Le mal de la bureaucratie serait-il incurable ? Ce «mille-pattes à mille têtes, dont ni pattes ni têtes ne fonctionnent d'une manière synchrone, lorsqu'elles fonctionnent», va-t-il nous poursuivre et nous narguer jusqu'à la fin des temps, tant il semble que ce phénomène bureaucratique ait pour unique fonction de «ne rien faire et de tout empêcher».
Si tel est en effet son rôle, il faut convenir qu'il le remplit d'une façon irréprochable, s'indignent ironiquement ses contempteurs exaspérés. Cessera-t-on un jour de nous fourguer les sempiternelles réponses passe-partout, du genre «revenez tel jour», inépuisable et triste rengaine, puisqu’à chaque fois votre requête est différée, «votre affaire n'est pas simple», «il nous faut du temps»... Le préposé interlocuteur bureaucratique, toujours droit dans ses bottes, quand il est agacé, fronce les sourcils, serre la mâchoire, les yeux exorbités, quand vous insistez à réclamer votre dû, qui est en fait un service pour lequel il est payé.
Alors, dans ses yeux qui roulent, on sent que votre résilience il la prend comme une offense, un défi, voire comme une profanation d'un antre bien sacré et intouchable. Abolir les frontières est aussi irréaliste que de vouloir les bétonner, alors que le monde s'ouvre de plus en plus, la bureaucratie, elle, se blottit dans ses certitudes, oubliant qu'elle est devenue un fléau qui prolifère, flirtant aussi parfois avec la corruption. Et ce n'est pas la disqualifier que de la dire irresponsable, en ceci qu'elle ne se soucie pas d'assumer la responsabilité des conséquences publiques qu'elle engendre et des multiples projets qu'elle enterre indûment et injustement.
Ce qui est rentré dans la normalité, c'est que les protestations et les réclamations ne suffisent plus, sinon pour l'enrayer du moins juste pour la tarabuster et la titiller. Le souci d'autrui ne mérite-t-il donc pas le respect ? Devrait-on s'y résigner et accepter comme le poète fatigué de ses démarches infructueuses auprès de l'administration. «Depuis deux mille ans, les bureaucrates font le même boulot, ils empêchent tout changement.» La bureaucratie demeure une citadelle imprenable, qui exaspère le citoyen, car en tant que service public, elle asphyxie le service du public. Les victimes de cette tyrannie bien singulière, souvent fatiguées par l'usure, donnent leur langue au chat et leur sort à la providence. On galère, on galère, au bout d'un long parcours du combattant pour régler le moindre problème, et on finit par abdiquer, jeter les frêles armes dont on dispose face à l'impressionnant mastodonte paperassier froid et sans état d'âme. Ce qui est frappant, c'est que ce phénomène résiste aux nombreuses critiques, en gardant farouchement le cap. La bureaucratie y stagne comme un marais, que rien ne peut assécher.

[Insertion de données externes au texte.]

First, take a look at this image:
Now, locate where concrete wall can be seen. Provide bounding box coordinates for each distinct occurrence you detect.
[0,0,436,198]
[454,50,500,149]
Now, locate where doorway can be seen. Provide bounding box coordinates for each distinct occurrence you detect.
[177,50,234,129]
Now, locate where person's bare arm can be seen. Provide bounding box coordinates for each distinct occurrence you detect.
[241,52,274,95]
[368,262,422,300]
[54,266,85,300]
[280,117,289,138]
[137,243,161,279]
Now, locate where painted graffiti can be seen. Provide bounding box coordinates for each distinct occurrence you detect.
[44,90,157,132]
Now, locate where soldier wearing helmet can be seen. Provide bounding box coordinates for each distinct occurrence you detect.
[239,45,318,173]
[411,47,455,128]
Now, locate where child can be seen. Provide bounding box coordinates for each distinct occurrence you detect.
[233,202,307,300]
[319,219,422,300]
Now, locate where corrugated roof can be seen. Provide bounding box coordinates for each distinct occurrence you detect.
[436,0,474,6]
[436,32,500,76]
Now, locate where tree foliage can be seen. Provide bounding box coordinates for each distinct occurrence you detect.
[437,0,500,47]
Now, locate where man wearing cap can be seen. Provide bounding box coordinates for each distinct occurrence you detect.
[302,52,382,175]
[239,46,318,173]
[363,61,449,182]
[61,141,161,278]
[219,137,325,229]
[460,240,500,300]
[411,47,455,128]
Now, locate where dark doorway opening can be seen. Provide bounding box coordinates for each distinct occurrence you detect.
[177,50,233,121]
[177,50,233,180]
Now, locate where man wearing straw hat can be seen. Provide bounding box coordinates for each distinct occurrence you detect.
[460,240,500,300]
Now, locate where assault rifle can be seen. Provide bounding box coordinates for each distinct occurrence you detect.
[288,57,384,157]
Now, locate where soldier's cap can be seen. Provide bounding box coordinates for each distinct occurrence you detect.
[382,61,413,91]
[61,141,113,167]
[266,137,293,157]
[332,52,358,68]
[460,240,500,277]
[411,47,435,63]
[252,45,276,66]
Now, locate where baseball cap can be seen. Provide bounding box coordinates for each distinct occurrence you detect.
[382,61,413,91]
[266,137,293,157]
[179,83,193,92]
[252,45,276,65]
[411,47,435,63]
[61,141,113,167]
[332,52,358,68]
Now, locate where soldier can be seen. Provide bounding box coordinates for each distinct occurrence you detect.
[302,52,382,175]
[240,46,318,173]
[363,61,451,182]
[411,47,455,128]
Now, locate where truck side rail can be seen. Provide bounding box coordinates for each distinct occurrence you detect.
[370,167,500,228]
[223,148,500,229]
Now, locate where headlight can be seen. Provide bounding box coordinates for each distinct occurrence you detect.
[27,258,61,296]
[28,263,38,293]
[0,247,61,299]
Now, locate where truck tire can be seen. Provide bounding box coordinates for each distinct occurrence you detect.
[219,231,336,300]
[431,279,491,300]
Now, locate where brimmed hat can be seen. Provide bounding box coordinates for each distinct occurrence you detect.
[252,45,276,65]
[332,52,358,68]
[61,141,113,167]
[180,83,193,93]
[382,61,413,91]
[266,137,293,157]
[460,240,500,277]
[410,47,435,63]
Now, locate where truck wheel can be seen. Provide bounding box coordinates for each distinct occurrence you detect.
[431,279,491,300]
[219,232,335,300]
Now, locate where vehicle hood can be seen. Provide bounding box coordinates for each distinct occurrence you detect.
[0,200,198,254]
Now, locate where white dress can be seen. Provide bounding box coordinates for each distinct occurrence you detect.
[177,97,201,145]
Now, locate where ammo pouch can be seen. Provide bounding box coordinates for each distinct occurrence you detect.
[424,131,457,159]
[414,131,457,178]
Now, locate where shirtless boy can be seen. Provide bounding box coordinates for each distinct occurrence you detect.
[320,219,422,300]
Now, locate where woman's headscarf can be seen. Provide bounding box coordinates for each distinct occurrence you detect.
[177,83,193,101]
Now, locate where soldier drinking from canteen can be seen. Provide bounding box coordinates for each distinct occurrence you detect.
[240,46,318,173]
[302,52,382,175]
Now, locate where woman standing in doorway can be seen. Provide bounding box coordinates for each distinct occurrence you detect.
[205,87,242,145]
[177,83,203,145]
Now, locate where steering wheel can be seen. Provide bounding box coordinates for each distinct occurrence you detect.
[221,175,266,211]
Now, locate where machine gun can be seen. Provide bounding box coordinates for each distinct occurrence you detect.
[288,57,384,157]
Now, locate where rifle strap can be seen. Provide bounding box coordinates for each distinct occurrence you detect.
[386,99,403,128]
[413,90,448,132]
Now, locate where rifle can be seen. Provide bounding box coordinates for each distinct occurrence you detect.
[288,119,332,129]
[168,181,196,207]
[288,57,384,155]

Michel Crozier, sociologue, grand spécialiste de la question, a bien cerné dans son intéressant ouvrage (1963) Le phénomène bureaucratique, en braquant la lumière sur «le bureaucrate qui se distingue par la tendance irrésistible à garder secrets des arrangements particuliers, à maintenir, incertain, inaccessible à autrui, irrationnel même, ce qui devient le fondement de son pouvoir. D'où cette lutte complexe, incompréhensible autrement, des individus, des groupes et des clans, pour valoriser le type d'expertise qui est le leur aux dépens de l'organisation tout entière». «Avec des capacités paralysantes insoupçonnées, la bureaucratie freine les initiatives à travers des procédés complexes qui stoppent et inhibent, en affectant même des pans entiers de la vie sociale. Elle se nourrit de la multiplication des documents qu'elle exige, de la production législative qu'elle brandit et du statut intouchable qu'elle s'offre. Qu'Allah fasse que vos requêtes ne coïncident pas avec la proximité des fêtes et autres événements officiels.»
Bien avant cette période festive ou solennelle, lorsque l'on sollicite l'administration pour un document quelconque, les frontières deviennent subitement plus que rigides et les délais élastiques, on vous rétorque, sans appel, d'un ton ferme : «Revenez après les fêtes», qui deviennent un baromètre tout trouvé, sûr et opportun.
Sacrée bureaucratie qui nous empoisonne la vie et celle du pays, qui en pâtit dans son image et dans le ralentissement de son développement.